Under the Democrat-backed Family Act, average workers would pay an additional $120 in annual payroll taxes, according to analysis by Vicki Shabo, a senior fellow on paid leave policy and strategy at New America, a left-leaning policy group. If they took leave, they would receive $9,920 for 12 weeks. Those with income of less than $11,000 a year would receive two-thirds of their pay, roughly $1,840, and their payroll taxes would increase around $22 a year, according to the analysis.

So far, the Family Act has minimal Republican support, and the deal breaker is the tax increase. “A payroll tax increase is not going to be passed into law anytime soon,” Ivanka Trump said on Face the Nation on CBS in December.

Republicans have instead focused on ways to let people borrow from their future federal benefits. One idea, tapping Social Security early, has been unpopular, because it would mean receiving less money in retirement.

The bill that Mr. Trump endorsed is different, its supporters say, because parents would just be shifting the timing of money that was already designated for helping them raise children, in the form of the child tax credit.

But opponents say that it would just delay parents’ financial stressors, because they would collect smaller tax credits for the first decade of their children’s lives, when they still had significant expenses like child care, clothes and food.

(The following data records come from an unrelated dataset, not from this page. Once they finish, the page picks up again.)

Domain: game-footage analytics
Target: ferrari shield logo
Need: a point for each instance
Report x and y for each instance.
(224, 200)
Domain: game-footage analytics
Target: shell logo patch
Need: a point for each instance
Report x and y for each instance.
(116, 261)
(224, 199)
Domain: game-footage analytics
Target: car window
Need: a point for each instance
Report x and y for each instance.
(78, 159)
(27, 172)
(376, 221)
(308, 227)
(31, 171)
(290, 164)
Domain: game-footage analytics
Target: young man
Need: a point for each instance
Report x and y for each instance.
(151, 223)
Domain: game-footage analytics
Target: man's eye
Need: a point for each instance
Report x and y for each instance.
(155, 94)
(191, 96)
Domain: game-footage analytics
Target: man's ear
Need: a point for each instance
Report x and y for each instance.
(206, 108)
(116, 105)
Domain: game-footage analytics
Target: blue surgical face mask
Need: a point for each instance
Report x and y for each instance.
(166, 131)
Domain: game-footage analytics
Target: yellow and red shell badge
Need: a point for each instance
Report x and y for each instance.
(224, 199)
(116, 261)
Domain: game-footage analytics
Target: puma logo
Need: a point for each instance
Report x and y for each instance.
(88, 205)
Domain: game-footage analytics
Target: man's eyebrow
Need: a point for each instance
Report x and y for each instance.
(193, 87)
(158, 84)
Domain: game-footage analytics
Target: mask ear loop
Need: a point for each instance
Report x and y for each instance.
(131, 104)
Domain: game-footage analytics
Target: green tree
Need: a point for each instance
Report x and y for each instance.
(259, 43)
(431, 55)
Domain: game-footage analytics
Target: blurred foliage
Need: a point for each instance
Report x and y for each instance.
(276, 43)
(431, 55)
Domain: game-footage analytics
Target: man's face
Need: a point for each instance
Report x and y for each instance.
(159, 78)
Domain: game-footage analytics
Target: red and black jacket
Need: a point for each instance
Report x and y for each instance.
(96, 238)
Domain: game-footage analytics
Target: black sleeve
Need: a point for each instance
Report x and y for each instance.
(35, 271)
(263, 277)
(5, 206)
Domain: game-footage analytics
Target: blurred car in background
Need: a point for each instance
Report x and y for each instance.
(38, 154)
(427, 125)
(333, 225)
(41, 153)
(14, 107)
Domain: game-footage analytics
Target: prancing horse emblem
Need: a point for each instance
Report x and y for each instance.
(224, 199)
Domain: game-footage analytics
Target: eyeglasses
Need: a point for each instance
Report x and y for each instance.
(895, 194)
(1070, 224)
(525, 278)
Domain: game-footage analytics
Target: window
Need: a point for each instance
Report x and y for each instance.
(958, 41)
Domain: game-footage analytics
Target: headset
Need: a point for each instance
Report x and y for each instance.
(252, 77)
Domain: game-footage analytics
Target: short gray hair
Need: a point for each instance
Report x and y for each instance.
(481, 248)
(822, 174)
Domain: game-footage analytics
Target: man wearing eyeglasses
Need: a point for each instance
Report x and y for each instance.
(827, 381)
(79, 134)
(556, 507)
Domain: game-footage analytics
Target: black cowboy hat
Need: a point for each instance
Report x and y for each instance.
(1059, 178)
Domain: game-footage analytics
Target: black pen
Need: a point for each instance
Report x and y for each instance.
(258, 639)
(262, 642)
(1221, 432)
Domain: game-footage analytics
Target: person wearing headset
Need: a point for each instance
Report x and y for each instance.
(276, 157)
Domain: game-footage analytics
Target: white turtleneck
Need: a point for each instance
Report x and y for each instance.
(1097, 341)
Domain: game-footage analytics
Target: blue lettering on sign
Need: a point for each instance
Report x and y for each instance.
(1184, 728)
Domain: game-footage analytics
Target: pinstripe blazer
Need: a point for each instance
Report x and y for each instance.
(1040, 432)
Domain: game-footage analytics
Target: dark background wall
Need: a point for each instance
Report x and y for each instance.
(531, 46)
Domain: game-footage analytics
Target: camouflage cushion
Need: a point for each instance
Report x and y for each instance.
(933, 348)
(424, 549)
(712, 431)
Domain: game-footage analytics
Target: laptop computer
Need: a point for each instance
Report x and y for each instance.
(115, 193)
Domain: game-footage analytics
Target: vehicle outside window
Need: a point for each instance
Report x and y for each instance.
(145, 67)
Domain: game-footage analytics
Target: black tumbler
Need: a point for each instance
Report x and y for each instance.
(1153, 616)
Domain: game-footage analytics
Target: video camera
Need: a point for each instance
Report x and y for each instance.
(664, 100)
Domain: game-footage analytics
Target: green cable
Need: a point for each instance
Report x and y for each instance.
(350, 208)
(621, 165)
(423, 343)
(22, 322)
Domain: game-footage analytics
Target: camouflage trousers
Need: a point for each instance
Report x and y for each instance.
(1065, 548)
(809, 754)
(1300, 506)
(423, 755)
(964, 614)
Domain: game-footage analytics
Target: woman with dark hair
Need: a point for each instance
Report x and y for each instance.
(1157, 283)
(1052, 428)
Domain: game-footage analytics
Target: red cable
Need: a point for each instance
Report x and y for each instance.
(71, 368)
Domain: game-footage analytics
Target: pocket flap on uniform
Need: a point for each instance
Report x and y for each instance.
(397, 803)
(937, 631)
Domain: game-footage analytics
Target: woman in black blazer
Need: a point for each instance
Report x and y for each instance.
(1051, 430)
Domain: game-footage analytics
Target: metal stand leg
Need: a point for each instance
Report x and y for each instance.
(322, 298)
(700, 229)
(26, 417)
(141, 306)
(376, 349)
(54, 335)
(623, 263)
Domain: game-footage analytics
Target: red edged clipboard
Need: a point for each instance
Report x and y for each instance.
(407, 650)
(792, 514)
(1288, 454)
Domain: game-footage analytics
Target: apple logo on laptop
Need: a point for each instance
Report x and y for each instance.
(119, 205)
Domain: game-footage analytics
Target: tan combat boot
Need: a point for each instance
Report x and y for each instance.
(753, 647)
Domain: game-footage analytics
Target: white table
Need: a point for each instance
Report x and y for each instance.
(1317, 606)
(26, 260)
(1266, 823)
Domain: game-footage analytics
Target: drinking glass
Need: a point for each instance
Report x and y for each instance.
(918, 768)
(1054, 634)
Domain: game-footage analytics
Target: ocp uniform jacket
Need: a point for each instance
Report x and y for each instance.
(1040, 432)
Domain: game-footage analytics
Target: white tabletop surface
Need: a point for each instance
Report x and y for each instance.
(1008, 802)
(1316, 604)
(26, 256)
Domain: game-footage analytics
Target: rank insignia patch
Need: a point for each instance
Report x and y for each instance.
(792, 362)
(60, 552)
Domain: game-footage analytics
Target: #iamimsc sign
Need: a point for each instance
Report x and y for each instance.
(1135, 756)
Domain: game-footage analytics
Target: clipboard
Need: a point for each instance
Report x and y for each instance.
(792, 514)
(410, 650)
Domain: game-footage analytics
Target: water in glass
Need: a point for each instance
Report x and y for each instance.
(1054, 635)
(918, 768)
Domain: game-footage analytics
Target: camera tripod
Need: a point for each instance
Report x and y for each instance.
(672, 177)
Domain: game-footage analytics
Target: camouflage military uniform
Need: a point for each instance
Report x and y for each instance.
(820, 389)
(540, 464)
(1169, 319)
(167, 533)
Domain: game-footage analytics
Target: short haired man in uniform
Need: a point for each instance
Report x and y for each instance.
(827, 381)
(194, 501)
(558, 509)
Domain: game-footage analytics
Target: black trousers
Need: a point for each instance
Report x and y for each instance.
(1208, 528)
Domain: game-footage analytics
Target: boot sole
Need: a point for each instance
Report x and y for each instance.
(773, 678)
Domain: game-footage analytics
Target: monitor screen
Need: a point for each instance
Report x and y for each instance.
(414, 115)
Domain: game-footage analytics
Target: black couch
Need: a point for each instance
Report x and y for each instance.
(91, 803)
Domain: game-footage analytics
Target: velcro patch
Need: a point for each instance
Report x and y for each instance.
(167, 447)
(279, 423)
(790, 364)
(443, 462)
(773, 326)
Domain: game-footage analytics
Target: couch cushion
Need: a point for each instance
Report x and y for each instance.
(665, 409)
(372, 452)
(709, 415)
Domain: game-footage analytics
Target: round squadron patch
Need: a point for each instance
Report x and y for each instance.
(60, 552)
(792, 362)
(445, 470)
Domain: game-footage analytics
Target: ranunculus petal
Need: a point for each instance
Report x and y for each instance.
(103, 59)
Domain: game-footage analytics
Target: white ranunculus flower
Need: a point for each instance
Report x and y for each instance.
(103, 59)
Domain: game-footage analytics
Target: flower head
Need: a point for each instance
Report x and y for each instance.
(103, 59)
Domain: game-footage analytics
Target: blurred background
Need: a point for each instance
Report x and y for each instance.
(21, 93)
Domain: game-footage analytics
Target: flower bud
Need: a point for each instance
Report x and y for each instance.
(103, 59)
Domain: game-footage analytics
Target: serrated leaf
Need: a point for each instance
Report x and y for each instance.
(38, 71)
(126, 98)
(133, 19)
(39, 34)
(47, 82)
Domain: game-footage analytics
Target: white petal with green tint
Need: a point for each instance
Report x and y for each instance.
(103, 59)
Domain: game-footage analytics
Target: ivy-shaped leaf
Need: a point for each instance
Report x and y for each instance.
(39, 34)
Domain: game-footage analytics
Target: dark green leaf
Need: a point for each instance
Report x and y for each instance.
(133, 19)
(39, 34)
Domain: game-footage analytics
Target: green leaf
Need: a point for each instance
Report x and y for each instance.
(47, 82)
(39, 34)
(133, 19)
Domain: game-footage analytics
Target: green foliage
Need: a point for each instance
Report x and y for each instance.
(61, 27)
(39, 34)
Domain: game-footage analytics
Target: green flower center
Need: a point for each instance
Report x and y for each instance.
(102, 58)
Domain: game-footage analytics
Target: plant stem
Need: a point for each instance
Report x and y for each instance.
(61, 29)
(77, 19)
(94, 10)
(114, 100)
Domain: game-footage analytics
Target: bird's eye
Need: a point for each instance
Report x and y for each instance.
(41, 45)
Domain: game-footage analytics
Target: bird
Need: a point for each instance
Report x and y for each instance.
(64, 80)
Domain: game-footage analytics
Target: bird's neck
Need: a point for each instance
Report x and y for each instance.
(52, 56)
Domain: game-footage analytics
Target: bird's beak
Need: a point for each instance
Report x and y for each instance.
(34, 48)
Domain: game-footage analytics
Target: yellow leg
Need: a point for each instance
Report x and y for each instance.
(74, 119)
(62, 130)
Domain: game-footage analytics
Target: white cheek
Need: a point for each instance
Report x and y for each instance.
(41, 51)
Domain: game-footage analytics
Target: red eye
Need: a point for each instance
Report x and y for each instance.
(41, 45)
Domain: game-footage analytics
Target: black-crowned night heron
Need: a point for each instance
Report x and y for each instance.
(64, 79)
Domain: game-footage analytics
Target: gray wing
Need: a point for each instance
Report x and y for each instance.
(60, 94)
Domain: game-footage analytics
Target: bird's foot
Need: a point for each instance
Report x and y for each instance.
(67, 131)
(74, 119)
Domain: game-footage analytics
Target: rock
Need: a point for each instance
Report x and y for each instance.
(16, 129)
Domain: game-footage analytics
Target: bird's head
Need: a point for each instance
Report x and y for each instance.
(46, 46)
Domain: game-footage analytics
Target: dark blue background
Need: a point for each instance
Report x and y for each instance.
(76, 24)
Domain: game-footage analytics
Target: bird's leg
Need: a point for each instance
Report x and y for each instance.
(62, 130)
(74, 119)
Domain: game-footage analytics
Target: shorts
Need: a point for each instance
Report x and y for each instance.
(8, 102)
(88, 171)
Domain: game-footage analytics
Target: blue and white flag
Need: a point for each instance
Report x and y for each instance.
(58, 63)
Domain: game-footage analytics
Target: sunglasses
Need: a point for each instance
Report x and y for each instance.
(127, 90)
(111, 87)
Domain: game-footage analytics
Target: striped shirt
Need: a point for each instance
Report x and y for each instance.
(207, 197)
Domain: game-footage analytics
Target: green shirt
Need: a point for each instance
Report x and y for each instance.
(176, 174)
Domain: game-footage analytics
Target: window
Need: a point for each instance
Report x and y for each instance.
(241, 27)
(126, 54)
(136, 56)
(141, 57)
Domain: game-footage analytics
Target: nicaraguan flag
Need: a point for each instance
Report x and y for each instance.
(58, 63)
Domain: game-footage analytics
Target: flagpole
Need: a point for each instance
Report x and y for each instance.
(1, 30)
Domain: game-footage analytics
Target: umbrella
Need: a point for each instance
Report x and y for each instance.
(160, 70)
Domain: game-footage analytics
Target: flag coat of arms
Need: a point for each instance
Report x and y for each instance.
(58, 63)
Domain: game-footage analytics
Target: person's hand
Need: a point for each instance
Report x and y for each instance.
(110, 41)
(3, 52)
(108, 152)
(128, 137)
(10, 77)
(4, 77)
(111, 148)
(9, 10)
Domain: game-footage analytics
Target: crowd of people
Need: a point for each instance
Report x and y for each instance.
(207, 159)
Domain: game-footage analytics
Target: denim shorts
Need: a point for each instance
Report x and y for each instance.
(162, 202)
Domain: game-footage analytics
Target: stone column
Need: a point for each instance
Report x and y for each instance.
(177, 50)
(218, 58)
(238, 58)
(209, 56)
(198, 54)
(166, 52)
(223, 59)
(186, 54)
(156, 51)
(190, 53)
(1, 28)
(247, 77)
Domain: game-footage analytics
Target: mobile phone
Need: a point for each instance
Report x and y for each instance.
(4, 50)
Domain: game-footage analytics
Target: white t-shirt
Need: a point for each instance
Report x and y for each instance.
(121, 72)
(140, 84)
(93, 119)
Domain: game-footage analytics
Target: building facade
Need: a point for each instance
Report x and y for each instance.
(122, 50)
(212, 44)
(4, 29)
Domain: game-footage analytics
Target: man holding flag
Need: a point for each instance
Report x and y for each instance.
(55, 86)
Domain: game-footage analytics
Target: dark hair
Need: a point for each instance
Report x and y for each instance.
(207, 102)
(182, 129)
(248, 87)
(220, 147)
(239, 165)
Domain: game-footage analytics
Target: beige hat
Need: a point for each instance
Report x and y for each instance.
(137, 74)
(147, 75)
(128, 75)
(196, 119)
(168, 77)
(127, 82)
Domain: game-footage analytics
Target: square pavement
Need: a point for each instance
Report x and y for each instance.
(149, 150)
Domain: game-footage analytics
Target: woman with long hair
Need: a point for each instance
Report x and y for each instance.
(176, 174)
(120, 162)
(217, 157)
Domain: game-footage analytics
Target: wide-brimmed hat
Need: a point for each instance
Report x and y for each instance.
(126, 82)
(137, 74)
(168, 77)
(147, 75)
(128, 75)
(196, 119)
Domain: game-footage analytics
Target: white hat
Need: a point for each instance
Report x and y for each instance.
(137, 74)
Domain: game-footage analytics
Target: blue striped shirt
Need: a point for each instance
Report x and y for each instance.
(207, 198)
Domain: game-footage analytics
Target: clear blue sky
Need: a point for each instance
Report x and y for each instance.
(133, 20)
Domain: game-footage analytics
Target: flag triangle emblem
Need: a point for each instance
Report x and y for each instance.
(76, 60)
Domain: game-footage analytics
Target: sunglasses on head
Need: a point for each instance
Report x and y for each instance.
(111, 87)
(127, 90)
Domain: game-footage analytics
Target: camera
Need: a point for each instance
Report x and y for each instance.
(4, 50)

“Republicans have really painted themselves into a corner on taxes,” said Kathleen Romig, a senior policy analyst at the Center on Budget and Policy Priorities, a left-leaning research group. “They know voters want it, constituents need it, but they don’t have anywhere to go for funding except for anything that already exists.”

The Trump administration, in supporting the bill, wants to show support for working families, particularly women. Opponents of the bill fear it would end momentum for paid family leave — without actually achieving it.